За прошедшие годы Макс часто думал о сестре, пытался представить себе похитившего ее преступника, но никогда не видел в этой роли отца. Да, тогда Унгемаха-старшего ненадолго арестовали и допрашивали, но Макс почти забыл об этом, кроме того, ему, пятнадцатилетнему мальчишке, и в голову не могло прийти, что его отец…
Неужели это возможно?
Произошел несчастный случай, и отец, поддавшись панике, спрятал труп Сины.
Или отец, пьяный в стельку, сам убил девочку?
При мысли об этом Максу стало плохо.
Нет! Этого просто не может быть. Да, его отец был эгоистичной сволочью и алкоголиком и стал таким не только после того, как потерял работу. Он и до этого напивался каждые выходные. Но до несчастного случая на заводе отец, выпив, не становился агрессивным, во всяком случае, настолько агрессивным.
Может быть, эта история так сильно изменила его, что он готов был сорвать злость на родной дочери? Может быть, он считал ее виноватой во всем, потому что она родилась слепой?
Макс побежал еще быстрее.
Все тело ныло.
Он сосредоточился на боли, на дыхании, на ритме, потому что не хотел думать об этих подозрениях, мучивших его сильнее физической боли. И в то же время Унгемах понимал, что теперь эти вопросы не исчезнут, будут разъедать его душу, истязать его до тех пор, пока пути назад уже не будет.
Глава 18
— Господин Кюль! — позвал Адамек.
Франциска приготовилась к погоне, но Кюль остановился на месте и, повернувшись, посмотрел на них. Очевидно, он сразу узнал в них полицейских и обмер. Казалось, его тело скукожилось под взглядом Пауля.
— Вы Детлеф Кюль? — осведомился Адамек, подходя к подозреваемому на расстояние два метра.
Мужчина кивнул.
— Да, это я. Что-то случилось?
Кюль был приземистым толстяком, ростом не выше метра семидесяти, с сутулой спиной и огромной головой. Жидкие черные волосы с проседью обрамляли круглую лысину на затылке, оттопыренные уши отливали розовым в лучах света.

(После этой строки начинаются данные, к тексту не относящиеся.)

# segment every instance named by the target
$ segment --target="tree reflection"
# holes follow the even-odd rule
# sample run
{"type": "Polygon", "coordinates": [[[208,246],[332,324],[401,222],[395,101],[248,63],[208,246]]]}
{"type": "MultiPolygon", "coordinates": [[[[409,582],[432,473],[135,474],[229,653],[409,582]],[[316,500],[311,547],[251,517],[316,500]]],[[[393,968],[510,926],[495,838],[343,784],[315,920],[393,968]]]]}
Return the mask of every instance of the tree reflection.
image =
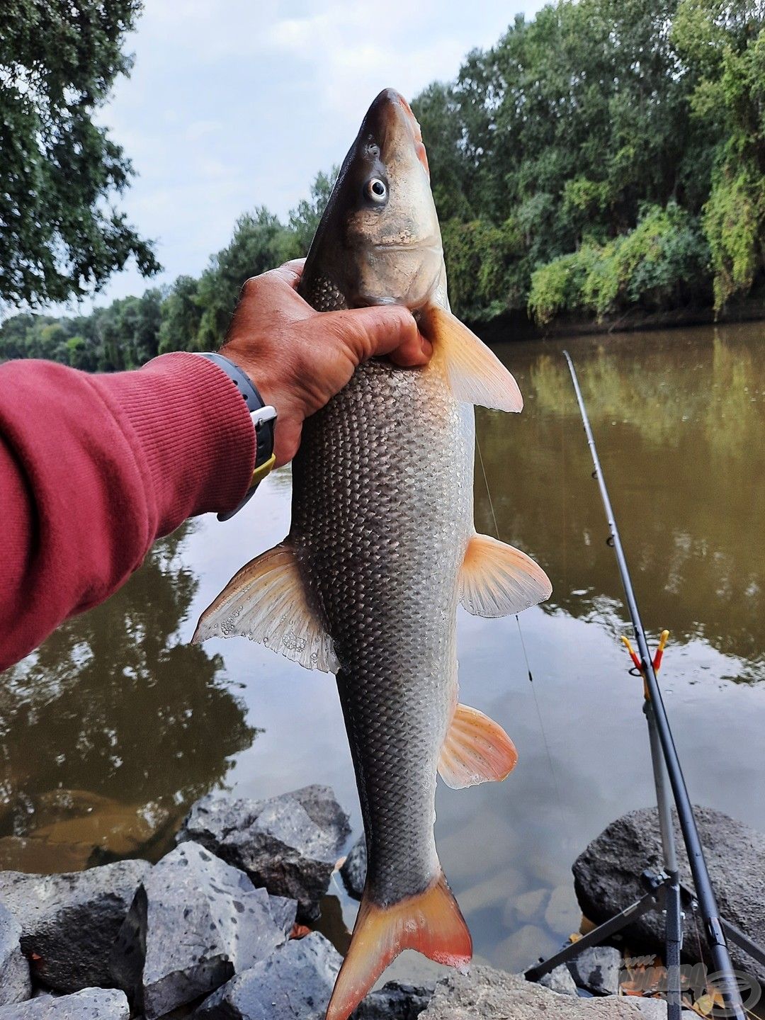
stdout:
{"type": "MultiPolygon", "coordinates": [[[[762,327],[675,330],[572,348],[644,622],[703,638],[764,675],[765,348],[762,327]]],[[[622,591],[562,345],[504,356],[522,419],[481,413],[502,538],[553,580],[546,611],[623,629],[622,591]]],[[[476,522],[491,530],[478,472],[476,522]]]]}
{"type": "Polygon", "coordinates": [[[129,817],[138,812],[139,836],[156,837],[252,743],[220,657],[178,636],[198,585],[180,556],[188,528],[158,543],[106,603],[2,674],[0,836],[83,812],[113,820],[117,802],[129,817]],[[74,794],[52,796],[58,787],[74,794]]]}

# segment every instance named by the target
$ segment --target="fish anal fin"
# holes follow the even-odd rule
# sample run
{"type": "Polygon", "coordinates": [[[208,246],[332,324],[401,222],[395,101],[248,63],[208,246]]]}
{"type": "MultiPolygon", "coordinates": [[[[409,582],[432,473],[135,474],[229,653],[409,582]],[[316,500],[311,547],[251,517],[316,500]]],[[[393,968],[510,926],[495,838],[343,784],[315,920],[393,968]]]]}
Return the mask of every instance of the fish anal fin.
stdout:
{"type": "Polygon", "coordinates": [[[332,638],[310,606],[292,546],[283,542],[246,564],[202,613],[192,642],[239,634],[306,669],[339,669],[332,638]]]}
{"type": "Polygon", "coordinates": [[[497,355],[460,320],[438,305],[420,315],[420,329],[434,346],[430,362],[449,381],[455,400],[498,411],[520,411],[518,385],[497,355]]]}
{"type": "Polygon", "coordinates": [[[550,598],[550,578],[519,549],[489,534],[467,544],[460,572],[460,601],[473,616],[509,616],[550,598]]]}
{"type": "Polygon", "coordinates": [[[506,779],[518,752],[494,719],[467,705],[458,705],[439,758],[439,775],[452,789],[506,779]]]}
{"type": "Polygon", "coordinates": [[[430,960],[452,967],[470,962],[470,932],[443,872],[424,892],[407,897],[391,907],[371,903],[364,891],[326,1020],[348,1020],[403,950],[417,950],[430,960]]]}

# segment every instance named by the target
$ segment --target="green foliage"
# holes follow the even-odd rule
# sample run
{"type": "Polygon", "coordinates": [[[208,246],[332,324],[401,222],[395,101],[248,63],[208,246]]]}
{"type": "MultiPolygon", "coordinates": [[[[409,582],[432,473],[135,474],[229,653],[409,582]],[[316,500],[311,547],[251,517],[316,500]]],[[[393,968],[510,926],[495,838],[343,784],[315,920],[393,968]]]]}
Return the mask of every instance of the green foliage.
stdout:
{"type": "Polygon", "coordinates": [[[139,0],[0,6],[0,301],[42,305],[99,290],[133,256],[159,265],[113,207],[130,161],[93,115],[118,74],[139,0]]]}
{"type": "Polygon", "coordinates": [[[562,311],[600,320],[630,307],[680,305],[700,297],[708,262],[698,220],[674,203],[649,206],[628,234],[540,266],[531,275],[528,311],[544,325],[562,311]]]}

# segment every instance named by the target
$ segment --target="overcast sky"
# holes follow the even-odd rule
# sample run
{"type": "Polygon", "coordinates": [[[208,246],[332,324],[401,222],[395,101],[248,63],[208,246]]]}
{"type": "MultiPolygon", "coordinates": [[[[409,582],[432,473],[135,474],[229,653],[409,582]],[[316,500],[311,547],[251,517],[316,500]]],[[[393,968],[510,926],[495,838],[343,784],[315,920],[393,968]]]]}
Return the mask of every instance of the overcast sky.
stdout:
{"type": "MultiPolygon", "coordinates": [[[[133,73],[100,119],[138,171],[121,200],[169,283],[256,205],[284,215],[341,162],[377,92],[449,80],[541,0],[145,0],[133,73]]],[[[427,139],[425,139],[427,144],[427,139]]],[[[131,266],[98,303],[147,286],[131,266]]],[[[90,300],[81,306],[87,311],[90,300]]]]}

Над ремнем брюк выпирал объемистый живот, да и вообще, состоял этот тип скорее из жира, чем из мышц. На нем были синие джинсы, черная футболка, кеды и распахнутая ветровка. Франциска внимательно наблюдала за реакцией Кюля, раздумывая о том, мог ли подобный человек, никем не замеченный, пролезть в интернат, а потом скрыться с места преступления. Она не верила в это, но опыт подсказывал Готтлоб, что подобные типы прекрасно умеют притворяться. Плохие парни часто достигают мастерства в искусстве лицемерия.